■ 面白さを追求するのか?勝利を追求するのか?前編で「面白いサッカーをしているクラブ」として名前を挙げたのは川崎フロンターレ・浦和レッズ・サンフレッチェ広島・レノファ山口など計6クラブだった。いずれのチームも最終ラインからショートパスを丁寧につないでいくスタイルであり、コンビネーションで最終局面を打開するのが主となる。もちろん、クラブごとに細部は微妙に異なるが、大きくいくつかに分類したときは同じグループに入るチームと言える。
「面白さを追求するのか?勝利を追求するのか?」に関しては各クラブの立ち位置によって考え方が変わってくる。なので、安易に「プロのクラブなので娯楽性を追求すべき」とは言えないし、逆に「常に勝利を追求し続ける姿勢」がクラブの将来を考えたときに必ずしも正しい道とは言えない部分がある。ケース・バイ・ケースであり、両方をバランスよく取り入れることが出来るのが優れたクラブと言える。
個人的な意見を言うと、選手や監督の名前であったり、スタジアムを含めた環境面でお客さんを呼び込むのが難しいクラブが勝利だけを追い求めていると必ず限界が来る。現役の日本代表や元日本代表のスター選手を抱えているチームは選手目当てのお客さんを集めることが出来るが、そうでないクラブが娯楽度の低いサッカーをしていると客足は伸びないしクラブとして発展していくことは難しくなる。
■ 面白いサッカー→バルサ型のサッカーであるが・・・。J2やJ3のクラブには「昇格」という大きな目標があるのでシビアな戦いを選択せざる得ない部分があるのは確かであるが、そういう理由から下部リーグのクラブであればなおさら人を惹きつけるようなサッカーをする必要があると思う。そういう意味では3位と申し分ない結果を残しているFC琉球はもちろんのこと、現時点では15位と結果を出すことが出来ていないグルージャ盛岡の志の高いサッカーも好感が持ている。
「面白いサッカー」というとショートパスをつないでいく(数年前までの)バルサ型のサッカーを連想させる人がほとんどである。これは日本国内に限った話ではなくて世界中のサッカーファンが同じような認識をしていると思う。実際にアバウトなロングボールが主体となる攻撃よりも意図を持って相手の守備網をドリブルやパスで突破しようとするサッカーの方が面白いのは間違いない。そういう認識は正しい。

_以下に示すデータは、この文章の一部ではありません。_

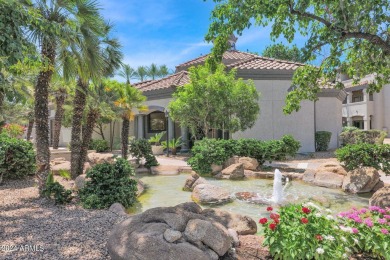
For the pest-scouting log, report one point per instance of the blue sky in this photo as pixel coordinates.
(169, 31)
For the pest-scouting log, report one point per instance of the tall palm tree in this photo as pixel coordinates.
(69, 19)
(142, 73)
(129, 98)
(128, 73)
(153, 71)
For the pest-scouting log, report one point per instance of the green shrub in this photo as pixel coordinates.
(99, 145)
(109, 183)
(322, 139)
(308, 232)
(354, 156)
(17, 158)
(54, 190)
(356, 136)
(141, 148)
(212, 151)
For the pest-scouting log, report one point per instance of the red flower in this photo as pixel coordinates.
(274, 216)
(272, 226)
(263, 221)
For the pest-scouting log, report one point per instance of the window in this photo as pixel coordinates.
(156, 122)
(357, 96)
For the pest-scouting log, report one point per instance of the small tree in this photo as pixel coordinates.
(215, 101)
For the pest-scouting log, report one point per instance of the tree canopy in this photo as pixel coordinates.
(215, 100)
(354, 33)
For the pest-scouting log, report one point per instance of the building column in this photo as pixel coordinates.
(184, 138)
(140, 130)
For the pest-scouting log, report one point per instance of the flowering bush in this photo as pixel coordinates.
(308, 232)
(13, 130)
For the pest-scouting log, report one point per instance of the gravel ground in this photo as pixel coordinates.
(38, 229)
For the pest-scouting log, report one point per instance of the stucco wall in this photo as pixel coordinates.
(329, 118)
(272, 123)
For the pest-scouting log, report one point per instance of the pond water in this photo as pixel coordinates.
(163, 191)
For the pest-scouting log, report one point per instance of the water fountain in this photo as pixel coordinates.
(277, 194)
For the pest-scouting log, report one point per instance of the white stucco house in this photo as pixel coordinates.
(272, 79)
(363, 110)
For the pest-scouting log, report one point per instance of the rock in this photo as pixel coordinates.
(190, 181)
(87, 166)
(251, 248)
(243, 225)
(213, 235)
(234, 236)
(249, 163)
(171, 235)
(361, 180)
(80, 181)
(97, 158)
(210, 194)
(234, 172)
(180, 232)
(118, 209)
(62, 166)
(230, 161)
(381, 197)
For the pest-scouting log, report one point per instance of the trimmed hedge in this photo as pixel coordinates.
(212, 151)
(372, 155)
(322, 139)
(17, 158)
(356, 136)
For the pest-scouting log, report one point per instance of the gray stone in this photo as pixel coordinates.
(210, 194)
(172, 235)
(214, 235)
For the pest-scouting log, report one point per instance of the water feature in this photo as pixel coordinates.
(167, 191)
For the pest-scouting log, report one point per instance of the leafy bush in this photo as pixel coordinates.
(358, 155)
(17, 158)
(99, 145)
(353, 135)
(109, 183)
(322, 139)
(212, 151)
(55, 190)
(13, 130)
(307, 232)
(141, 148)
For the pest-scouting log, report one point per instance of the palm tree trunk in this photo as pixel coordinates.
(29, 129)
(41, 112)
(75, 143)
(60, 100)
(125, 136)
(92, 117)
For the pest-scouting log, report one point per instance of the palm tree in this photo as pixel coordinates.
(70, 19)
(153, 71)
(129, 98)
(142, 73)
(128, 73)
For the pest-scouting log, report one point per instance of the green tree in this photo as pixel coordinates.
(283, 52)
(355, 33)
(129, 98)
(215, 100)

ただ、「面白いサッカー」というのはバルサ型のサッカーに限られるわけではない。MFシャビやMFイニエスタのような選手がいるチームがバルサ型のサッカーを志向するのは当然のことながら正しいが、例えば鳥栖のFW豊田や名古屋のFWシモビッチのような長身のターゲットマンがいるチームがバルサ型のサッカーを志向して絶対的なターゲットマンを最大限に活用できなくなるの非常にバカバカしい話である。
■ ドルトムント型のサッカーが魅力の湘南ベルマーレ結局のところ、一番大事なのは在籍している選手の多くが輝くことが出来るサッカーをすることであり、多くの選手が自分の良さを発揮できるようなサッカーは例えバルサ型のサッカーでなかったとしても十分に面白いし、スタジアムに集まった観客に訴えるものがある。非バルサ型のサッカーであるにも関わらず面白さを表現できているJリーグのチームというとやはり湘南ベルマーレの名前を挙げることが出来る。

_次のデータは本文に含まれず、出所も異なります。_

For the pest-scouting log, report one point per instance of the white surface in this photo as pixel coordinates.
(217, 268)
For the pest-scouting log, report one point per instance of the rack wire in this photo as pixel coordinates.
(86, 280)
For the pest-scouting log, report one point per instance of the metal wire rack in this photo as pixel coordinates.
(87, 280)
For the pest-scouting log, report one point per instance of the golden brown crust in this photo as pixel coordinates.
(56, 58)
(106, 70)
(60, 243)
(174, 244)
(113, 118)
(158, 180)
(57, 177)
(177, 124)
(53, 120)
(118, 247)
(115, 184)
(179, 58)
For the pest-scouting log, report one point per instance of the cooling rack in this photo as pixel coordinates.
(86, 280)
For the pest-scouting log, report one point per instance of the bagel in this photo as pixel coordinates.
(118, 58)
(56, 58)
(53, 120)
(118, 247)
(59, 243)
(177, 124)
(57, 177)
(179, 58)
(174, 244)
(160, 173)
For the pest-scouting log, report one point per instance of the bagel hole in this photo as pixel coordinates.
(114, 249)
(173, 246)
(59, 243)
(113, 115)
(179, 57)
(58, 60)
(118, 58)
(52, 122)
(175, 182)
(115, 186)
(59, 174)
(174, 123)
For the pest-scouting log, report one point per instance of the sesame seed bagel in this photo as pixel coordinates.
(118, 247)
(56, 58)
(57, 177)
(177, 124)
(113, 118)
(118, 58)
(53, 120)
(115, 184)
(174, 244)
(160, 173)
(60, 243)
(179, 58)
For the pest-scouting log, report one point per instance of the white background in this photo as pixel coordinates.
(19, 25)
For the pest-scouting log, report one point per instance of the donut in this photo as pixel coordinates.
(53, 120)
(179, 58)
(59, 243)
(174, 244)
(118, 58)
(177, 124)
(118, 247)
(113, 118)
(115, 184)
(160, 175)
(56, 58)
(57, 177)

昨オフに軸となるDF遠藤航(→浦和)とMF永木(→鹿島)を同時に失った影響は大きくてここまで2勝9敗2分け。最下位に沈んでいるがそれでもブレることなくチャレンジを続けている。2015年の湘南はパス本数とパス成功率がいずれも13番目。J1の平均以下だった。華麗にパスが回るシーンは少ないが、ボールを奪った後の切り替えの早さはJリーグ屈指。後ろから選手が湧き出てくるときの湘南のサッカーは面白い。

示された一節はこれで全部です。